Sinto-me órfã da cultura (ocidental). Por vezes sinto-me sozinha nos sentimentos profundos que fluem através do meu corpo e alma, com todas estas necessidades antigas e viscerais, que não têm para onde ir. Aterrando num vazio esgotado de ligações em vez de beneficiar da orientação e abraço da terra e dos anciãos. Em vez de participar activamente na reciprocidade para o surgimento do equilíbrio mantendo e reparando comunitariamente e humildemente a teia da criação.
Embora eu espere que este sentimento não seja real, todos nós estamos essencialmente interligados.
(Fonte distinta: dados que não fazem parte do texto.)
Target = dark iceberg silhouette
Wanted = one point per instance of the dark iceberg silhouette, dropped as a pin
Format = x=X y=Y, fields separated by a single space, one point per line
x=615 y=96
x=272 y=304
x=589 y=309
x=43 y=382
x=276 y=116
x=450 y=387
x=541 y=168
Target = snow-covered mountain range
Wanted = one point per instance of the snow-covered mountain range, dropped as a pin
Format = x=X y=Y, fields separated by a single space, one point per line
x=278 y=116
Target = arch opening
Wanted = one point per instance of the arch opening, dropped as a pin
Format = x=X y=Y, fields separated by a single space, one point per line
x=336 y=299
A cultura em que nasci esqueceu as suas ferramentas transformadoras, experiências e sabedoria para o indivíduo ou para o colectivo. Assim, normalmente, quando procuramos um significado mais profundo, inspiramo-nos e essencialmente aprendemos/roubamos/pedimos emprestado de outras culturas (o que é diferente da experiência da vida real da troca sagrada de sabedoria entre grupos culturais). Retirando o conhecimento do contexto da terra e dos seres sencientes que o compõem, geralmente sem dizer obrigado ou reconhecer as suas origens e achatando a profunda complexidade da sabedoria, procurando sempre verdades absolutas dispostas em listas fáceis de ler.
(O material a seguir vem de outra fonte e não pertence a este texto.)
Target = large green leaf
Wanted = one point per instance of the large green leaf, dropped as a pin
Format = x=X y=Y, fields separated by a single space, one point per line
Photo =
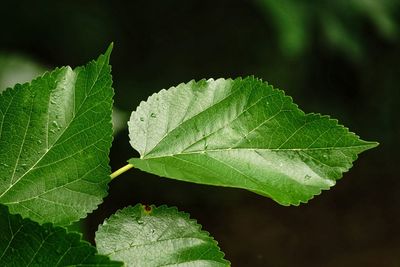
x=149 y=236
x=26 y=243
x=241 y=133
x=55 y=136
As pessoas sentem que precisam de agir desta forma por muitas razões (direito, ignorância ou rudeza), mas principalmente devido à fome de metáforas profundamente enraizadas. Mesmo a informação (não necessariamente sábia) disponível hoje em dia na cultura ocidental é fragmentada, normativa, tendenciosa, por vezes superficial, e quase sempre dogmática.
Normalmente, não sustenta nem abraça todas as nuances, paradoxos, fases e diversidade única dos complexos sistemas vivos a que pertencemos.
Esta cultura tem medo. Tem muito medo, é tão temerosa do seu medo profundamente enraizado. Medo da perda, da escassez, da diferença e da morte. Por isso, tenta controlar, subjugar, normalizar, simplificar e cortar ligações que possam trazer o caos à sua ilusão de segurança e controlo puro.
Também vejo muita desta profunda solidão no meu trabalho com outras pessoas. Quando falamos de desafios pessoais, derrotas, perdas, desgostos e tristezas, chegamos sempre à cultura normativa que nos enjaula, confrontando o que nos pede, desafiando o que nos negligencia, como nos fecha, confinando-nos em paredes de exílio sem alma. Do que precisamos de mostrar superficialmente, esquecendo quem somos, apesar da nossa natureza cíclica e das nossas reais necessidades de tutela, ligação, e relação profunda, que forjam a nossa antiga e enraizada responsabilidade de cuidar.
É uma cultura surda que vive na mente, temerosa de ser afrontada pela ambiguidade, paradoxo, diversidade, ou complexidade. Assim, as soluções são geralmente receitas para fazer listas e afirmações positivas superficiais.
A mente domesticada esqueceu o antigo poder do coração, do intestino e do corpo. Esta mente moderna vive e cria esta cultura de pilhagem, muros e cercas, e estritamente do bom ou mau. Esqueceu-se das suas raízes, da sua pertença, da sua abundância e da sua espontaneidade.
Deixou-nos a todos sem fundamentos para nos preocuparmos profundamente com toda a realidade.
(Estas simples palavras falam apenas da violência interior emocional e anímica da cultura ocidental. Embora eu certamente não negue ou anule a violência sistémica intrínseca da cultura ocidental em relação a Outros Povos, culturas, civilizações, e natureza – apenas sem citar alguns -).